DPR Dorong Kejaksaan Serius Bereskan Pembalakan Liar
Berita

DPR Dorong Kejaksaan Serius Bereskan Pembalakan Liar

DPR sudah sedikit adem menyikapi lanjutan kasus jaksa Urip yang merembet ke sejumlah petinggi Kejaksaan Agung. Satu hal yang disorot tajam adalah janji penanganan kasus pembalakan liar.

NNC
Bacaan 2 Menit

 

Dalam rapat pada 28 Juni 2007 komisi hukum DPR antara lain bersepakat:

1.    Meminta Jaksa Agung dalam kasus illegal logging untuk meningkatkan koordinasi dengan Kepolisian, Departemen Kehutanan, PPNS (Penyidik Pegawai Negeri Sipil) Kehutanan, melaksanakan tugas dan fungsinya  masing-masing dalam kerangka integrated justice system, guna menyelesaikan secara tuntas perkara illegal logging sesuai hukum yang berlaku.

2.    Meminta Jaksa Agung dalam menyelesaikan kasus tindak pidana korupsi untuk meningkatkan koordinasi dengan BPK, BPKP, dan PPATK dalam kerangka  integrated justice system.

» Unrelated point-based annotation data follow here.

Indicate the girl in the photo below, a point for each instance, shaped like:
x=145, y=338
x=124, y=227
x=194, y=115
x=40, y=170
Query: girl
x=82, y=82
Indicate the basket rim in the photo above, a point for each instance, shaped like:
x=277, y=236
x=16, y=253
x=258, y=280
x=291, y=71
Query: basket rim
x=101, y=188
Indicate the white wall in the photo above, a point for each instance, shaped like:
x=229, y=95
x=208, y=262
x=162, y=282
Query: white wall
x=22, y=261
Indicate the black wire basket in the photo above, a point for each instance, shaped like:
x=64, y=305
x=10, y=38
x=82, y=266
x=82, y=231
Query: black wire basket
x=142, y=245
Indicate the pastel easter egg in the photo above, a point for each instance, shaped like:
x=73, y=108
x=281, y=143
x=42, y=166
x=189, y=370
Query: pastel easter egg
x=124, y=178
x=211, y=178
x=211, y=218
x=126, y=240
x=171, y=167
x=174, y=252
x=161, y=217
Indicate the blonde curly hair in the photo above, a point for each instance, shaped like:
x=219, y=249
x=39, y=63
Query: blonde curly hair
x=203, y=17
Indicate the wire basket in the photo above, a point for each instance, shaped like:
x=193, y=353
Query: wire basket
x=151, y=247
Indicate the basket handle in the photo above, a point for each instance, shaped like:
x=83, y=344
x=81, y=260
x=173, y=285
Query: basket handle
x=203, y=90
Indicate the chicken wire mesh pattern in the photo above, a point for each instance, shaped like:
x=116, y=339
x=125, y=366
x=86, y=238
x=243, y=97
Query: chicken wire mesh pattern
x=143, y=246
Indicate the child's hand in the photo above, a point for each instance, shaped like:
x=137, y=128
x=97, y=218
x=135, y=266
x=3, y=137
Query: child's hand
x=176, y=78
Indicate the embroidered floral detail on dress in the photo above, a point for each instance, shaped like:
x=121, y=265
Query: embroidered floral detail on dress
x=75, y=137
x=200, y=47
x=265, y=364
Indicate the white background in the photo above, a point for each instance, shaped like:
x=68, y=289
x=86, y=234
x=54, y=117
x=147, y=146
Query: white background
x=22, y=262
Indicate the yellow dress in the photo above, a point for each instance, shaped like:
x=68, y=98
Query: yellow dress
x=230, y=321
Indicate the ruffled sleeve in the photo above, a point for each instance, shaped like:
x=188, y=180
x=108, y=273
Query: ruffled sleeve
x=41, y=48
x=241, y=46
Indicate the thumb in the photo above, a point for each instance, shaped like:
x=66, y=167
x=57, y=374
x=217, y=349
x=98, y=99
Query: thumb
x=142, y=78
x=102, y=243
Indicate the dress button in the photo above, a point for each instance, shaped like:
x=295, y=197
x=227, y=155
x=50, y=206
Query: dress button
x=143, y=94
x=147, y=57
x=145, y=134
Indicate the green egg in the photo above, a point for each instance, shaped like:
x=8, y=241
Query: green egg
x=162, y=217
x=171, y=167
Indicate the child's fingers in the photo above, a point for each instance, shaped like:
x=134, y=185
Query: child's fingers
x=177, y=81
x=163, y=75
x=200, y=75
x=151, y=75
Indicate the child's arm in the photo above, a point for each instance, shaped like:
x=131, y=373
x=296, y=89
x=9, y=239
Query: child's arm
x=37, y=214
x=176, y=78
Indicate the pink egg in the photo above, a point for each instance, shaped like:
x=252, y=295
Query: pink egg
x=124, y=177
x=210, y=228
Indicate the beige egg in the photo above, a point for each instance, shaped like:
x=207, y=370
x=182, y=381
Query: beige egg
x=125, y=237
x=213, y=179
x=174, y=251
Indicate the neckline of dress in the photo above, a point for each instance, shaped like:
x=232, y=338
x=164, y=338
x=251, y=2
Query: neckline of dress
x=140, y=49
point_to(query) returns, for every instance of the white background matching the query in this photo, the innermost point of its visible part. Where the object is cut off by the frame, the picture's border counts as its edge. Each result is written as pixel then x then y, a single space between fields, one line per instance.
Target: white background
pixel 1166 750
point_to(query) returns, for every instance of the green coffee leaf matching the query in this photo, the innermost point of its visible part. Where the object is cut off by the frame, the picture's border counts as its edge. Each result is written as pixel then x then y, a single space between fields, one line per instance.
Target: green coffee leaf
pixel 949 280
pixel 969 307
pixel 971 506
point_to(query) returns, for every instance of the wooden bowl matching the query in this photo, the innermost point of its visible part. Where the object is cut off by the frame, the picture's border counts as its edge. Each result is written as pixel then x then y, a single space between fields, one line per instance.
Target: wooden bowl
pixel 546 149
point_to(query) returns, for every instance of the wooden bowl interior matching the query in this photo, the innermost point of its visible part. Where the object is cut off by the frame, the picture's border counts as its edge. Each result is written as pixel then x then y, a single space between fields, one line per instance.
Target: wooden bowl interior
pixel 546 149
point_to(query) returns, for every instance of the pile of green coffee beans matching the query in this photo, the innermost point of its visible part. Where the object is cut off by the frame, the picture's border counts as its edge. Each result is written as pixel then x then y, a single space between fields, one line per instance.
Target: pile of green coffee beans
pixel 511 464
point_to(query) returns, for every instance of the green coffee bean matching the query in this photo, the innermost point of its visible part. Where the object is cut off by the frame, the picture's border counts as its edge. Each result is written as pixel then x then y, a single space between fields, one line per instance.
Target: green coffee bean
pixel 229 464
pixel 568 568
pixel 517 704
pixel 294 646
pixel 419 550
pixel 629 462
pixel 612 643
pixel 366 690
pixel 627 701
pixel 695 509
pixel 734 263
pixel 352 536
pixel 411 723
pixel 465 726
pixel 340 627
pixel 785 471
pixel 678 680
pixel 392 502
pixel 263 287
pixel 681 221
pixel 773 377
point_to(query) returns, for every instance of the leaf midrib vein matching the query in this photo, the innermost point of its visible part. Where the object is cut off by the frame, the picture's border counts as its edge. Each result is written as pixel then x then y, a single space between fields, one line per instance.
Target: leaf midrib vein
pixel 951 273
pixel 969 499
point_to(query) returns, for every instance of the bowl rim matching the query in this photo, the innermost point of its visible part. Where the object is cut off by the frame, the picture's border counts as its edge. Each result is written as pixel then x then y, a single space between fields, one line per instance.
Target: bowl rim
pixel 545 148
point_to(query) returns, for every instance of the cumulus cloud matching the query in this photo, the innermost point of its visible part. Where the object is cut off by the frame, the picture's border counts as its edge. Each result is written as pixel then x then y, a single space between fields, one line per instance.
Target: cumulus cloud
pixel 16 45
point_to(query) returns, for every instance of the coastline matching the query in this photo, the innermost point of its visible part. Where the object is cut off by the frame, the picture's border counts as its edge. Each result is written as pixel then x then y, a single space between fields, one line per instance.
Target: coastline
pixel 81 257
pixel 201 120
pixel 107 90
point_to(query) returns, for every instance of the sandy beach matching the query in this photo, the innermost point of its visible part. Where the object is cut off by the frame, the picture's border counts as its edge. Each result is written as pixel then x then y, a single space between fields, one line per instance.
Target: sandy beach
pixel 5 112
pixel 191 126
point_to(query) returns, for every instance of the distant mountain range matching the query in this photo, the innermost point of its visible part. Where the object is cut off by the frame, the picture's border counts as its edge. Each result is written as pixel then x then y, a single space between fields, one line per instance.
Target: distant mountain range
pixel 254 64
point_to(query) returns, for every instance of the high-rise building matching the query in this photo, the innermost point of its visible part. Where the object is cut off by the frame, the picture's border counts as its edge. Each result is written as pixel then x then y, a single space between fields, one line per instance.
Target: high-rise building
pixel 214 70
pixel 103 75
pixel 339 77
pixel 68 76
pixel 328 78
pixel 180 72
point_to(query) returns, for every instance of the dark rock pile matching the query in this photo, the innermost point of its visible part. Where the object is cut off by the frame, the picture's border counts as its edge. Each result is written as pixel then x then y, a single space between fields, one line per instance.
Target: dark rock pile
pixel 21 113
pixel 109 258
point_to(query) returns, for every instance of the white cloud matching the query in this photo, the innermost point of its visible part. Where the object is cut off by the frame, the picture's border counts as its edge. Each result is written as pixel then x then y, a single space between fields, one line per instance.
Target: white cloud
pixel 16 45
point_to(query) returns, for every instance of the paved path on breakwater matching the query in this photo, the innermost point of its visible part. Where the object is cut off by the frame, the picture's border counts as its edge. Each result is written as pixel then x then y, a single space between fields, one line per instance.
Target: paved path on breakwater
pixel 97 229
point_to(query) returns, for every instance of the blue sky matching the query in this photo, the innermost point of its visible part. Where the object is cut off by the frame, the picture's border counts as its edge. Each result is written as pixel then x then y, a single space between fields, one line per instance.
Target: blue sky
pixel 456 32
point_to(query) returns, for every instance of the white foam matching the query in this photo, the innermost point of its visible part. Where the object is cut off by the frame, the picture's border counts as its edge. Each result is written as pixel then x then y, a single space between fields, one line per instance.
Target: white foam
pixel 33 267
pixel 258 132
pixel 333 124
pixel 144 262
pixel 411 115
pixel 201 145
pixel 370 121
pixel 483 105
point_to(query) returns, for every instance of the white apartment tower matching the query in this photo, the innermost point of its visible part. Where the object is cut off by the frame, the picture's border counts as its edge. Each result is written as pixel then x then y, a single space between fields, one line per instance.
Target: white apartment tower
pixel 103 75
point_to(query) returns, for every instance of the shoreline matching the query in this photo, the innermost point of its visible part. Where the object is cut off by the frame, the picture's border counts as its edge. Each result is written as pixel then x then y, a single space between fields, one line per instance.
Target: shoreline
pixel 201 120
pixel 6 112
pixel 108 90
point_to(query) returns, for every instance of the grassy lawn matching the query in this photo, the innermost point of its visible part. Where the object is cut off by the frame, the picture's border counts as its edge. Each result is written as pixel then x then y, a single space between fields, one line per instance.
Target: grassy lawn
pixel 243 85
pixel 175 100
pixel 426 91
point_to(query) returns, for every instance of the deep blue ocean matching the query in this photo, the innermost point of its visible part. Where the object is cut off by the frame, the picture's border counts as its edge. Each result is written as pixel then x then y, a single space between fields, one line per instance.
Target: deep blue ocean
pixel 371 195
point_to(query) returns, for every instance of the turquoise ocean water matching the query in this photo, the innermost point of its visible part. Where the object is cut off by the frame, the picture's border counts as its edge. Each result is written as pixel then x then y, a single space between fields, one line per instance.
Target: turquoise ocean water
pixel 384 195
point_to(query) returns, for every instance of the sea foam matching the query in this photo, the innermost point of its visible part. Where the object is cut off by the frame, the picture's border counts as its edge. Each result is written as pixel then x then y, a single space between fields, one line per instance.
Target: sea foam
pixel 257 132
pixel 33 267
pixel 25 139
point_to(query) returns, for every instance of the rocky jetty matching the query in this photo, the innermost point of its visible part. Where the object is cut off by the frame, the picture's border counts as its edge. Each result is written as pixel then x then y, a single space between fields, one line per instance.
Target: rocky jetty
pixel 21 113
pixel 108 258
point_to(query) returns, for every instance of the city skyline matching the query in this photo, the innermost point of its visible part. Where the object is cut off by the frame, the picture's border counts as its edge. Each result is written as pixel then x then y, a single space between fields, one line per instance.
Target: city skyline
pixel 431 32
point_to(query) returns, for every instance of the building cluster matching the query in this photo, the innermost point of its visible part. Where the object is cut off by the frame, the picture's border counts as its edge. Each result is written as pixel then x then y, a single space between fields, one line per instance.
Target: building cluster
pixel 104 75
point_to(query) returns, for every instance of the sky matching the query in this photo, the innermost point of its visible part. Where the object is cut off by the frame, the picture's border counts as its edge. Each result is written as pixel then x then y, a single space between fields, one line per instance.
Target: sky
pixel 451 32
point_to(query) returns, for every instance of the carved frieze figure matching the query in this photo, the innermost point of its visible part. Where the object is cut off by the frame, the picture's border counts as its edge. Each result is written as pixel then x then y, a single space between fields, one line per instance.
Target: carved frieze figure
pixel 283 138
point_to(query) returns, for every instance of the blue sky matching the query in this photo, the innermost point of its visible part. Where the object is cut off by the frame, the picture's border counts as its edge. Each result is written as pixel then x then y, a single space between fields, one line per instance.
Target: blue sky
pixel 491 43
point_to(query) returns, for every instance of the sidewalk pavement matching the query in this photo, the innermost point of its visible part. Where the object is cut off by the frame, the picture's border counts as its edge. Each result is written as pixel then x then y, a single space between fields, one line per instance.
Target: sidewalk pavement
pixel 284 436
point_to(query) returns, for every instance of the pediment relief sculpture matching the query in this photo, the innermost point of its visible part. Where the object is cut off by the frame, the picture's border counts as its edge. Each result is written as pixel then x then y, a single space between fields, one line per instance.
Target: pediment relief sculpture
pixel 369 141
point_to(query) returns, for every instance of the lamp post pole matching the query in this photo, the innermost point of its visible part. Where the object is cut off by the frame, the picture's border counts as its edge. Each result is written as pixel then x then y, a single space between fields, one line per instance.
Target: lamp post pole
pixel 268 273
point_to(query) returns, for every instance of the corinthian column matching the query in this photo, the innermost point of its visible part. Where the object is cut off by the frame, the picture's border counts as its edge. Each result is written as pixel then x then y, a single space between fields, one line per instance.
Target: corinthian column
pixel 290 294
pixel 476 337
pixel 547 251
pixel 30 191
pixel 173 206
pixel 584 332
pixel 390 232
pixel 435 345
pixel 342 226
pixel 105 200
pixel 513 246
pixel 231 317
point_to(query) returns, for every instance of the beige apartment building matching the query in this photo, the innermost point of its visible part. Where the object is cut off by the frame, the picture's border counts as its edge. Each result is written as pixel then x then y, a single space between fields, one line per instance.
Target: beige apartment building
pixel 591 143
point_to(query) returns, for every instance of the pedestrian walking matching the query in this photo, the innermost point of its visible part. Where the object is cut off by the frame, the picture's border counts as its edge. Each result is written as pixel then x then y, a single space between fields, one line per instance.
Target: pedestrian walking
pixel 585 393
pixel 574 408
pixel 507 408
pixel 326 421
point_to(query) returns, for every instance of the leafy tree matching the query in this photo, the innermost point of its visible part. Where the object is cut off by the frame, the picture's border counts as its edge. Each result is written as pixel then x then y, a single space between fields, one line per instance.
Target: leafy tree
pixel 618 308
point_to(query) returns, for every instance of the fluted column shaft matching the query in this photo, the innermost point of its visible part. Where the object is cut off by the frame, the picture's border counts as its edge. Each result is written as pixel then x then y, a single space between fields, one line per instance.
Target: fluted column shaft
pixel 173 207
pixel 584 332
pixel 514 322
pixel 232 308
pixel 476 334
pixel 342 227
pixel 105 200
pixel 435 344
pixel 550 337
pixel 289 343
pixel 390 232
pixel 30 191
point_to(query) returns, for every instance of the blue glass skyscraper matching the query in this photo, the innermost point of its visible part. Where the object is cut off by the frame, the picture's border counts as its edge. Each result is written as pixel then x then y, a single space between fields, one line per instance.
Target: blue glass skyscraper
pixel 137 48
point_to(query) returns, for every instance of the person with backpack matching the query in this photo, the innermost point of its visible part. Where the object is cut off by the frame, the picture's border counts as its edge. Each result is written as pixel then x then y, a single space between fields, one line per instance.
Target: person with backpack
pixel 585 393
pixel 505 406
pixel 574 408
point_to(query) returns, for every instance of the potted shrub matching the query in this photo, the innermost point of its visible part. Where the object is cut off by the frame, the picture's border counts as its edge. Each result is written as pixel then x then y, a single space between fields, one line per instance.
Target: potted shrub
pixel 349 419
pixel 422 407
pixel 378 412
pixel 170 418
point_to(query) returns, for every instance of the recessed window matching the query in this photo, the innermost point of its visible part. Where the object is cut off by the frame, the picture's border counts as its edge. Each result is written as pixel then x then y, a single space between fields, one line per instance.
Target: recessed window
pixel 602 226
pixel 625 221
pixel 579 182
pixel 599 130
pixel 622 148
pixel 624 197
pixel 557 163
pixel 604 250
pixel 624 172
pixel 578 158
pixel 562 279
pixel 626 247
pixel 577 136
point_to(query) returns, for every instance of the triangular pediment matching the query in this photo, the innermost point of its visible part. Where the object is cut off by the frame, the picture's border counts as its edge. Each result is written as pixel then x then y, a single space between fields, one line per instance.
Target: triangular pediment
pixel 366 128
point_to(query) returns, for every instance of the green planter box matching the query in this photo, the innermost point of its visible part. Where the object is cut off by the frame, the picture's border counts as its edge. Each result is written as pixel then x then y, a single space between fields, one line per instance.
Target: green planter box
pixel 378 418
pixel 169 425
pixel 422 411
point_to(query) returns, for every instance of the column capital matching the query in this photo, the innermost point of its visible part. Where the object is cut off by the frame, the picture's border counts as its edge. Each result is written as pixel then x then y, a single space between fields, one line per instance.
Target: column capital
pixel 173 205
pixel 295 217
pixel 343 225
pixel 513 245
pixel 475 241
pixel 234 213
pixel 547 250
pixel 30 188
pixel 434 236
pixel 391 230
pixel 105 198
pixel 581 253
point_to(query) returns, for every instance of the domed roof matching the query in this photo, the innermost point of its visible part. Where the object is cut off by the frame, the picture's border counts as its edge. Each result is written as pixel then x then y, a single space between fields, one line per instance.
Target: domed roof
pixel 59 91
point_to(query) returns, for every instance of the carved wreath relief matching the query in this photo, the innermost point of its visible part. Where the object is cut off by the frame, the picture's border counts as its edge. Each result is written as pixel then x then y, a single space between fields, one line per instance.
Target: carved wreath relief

3.    Mendesak Jaksa Agung agar mengusut tuntas kasus eks BPPN/PT PPA yang berindikasi korupsi yang menimbulkan kerugian mencapai triliunan rupiah.

 

Mantan jurnalis ini dengan lantang menagih janji Hendarman. Waktu itu, Pak Hendarman nampak percaya diri, semangat sekali membahas illegal logging ini. Sekarang ini sudah setahun masih saja begini, cetusnya sembari membenturkan bundelan kertas itu ke atas meja. Menurutnya, illegal logging termasuk kejahatan luar biasa yang mesti diprioritaskan. Setahun lalu, kita  pernah berbicara pula di ruangan ini, mencoba untuk sebisa mungkin mengkaitkan illegal logging itu dengan korupsi, Panda mengingatkan.

 

Panda mencontohkan dalam kasus yang menimpa Bupati Pelalawan. Sejak lama kami mengharap pada Kejaksaan. Alasannya selalu sama. Bukti kurang, izin bupatilah, apalah. Begitu diambil KPK, beres itu. Disidangkan, barang buktinya jelas. Kenapa Kejaksaan nggak bisa yang seperti ini. Ini simpel kok! seloroh Panda.

 

Menjawab bombardir ini, Hendarman mengatakan, bolak-baliknya perkara acapkali disebabkan pemeriksaan penyidik terhadap ahli tidak mendalam. Untuk kasus illegal logging, ujarnya, Kejaksaan Agung mempunyai konstruksi hukum yang spesifik. Ini belajar dari pengalaman kasus Adelin Lis yang bebas lantaran didasarkan keterangan ahli dari Departemen Kehutanan semata. Ahli itu tidak dilakukan pemeriksaan secara mendalam, ujarnya.

 

Penyidik kepolisian, lanjutnya, lebih sering memeriksa ahli independen di luar Departemen Kehutanan semacam akademisi dari Bogor atau Surabaya. Ahli-ahli berdomisili jauh itu dimintai keterangan terkait kerusakan hutan di daerah luar Jawa. Padahal dalam hemat Hendarman, ahli  dari Departemen Kehutanan lebih layak. Yang mengetahui (hutan, red) itu rusak atau tidak, kan mereka. Siapa yang lebih bisa memberi keterangan rusak tidaknya hutan kalau bukan orang Kehutanan, terangnya.

 

Menyambung Hendarman, Abdul Hakim Ritonga malah  beralasan penanganan illegal logging berkaitan erat dengan perekonomian warga setempat. Penyitaan kayu, ujarnya, dikeluhkan oleh perusahaan karena telah mengancam nasib perekonomian perusahaan. Jaksa Agung Muda Pidana Umum (Jampidum) itu mengatakan, penyitaan barang bukti kayu, mengancam pabrik-pabrik pemakai bahan baku kayu jadi lesu dan stagnan. Dampak dari kelesuan ini secara tak langsung bisa menimbulkan keresahan pada masyarakat sekitar.

 

Hendarman juga tidak memungkiri jika kasus illegal logging ini sangat dekat dengan korupsi. Kejaksaan bisa pula menerapkan dakwaan berlapis untuk itu. Namun dari perkara yang ditangani, sepanjang perusahaan pemakai kayu hutan itu telah melengkapi legalitas pembabatan hutan, Kejaksaan tak bisa berbuat banyak. Kelengkapan itu antara lain telah membayar dana reboisasi (DN), Profesi Sumberdaya Hutan (PSDH), dan memiliki Surat Keterangan Sahnya Hasil Hutan (SKSHH).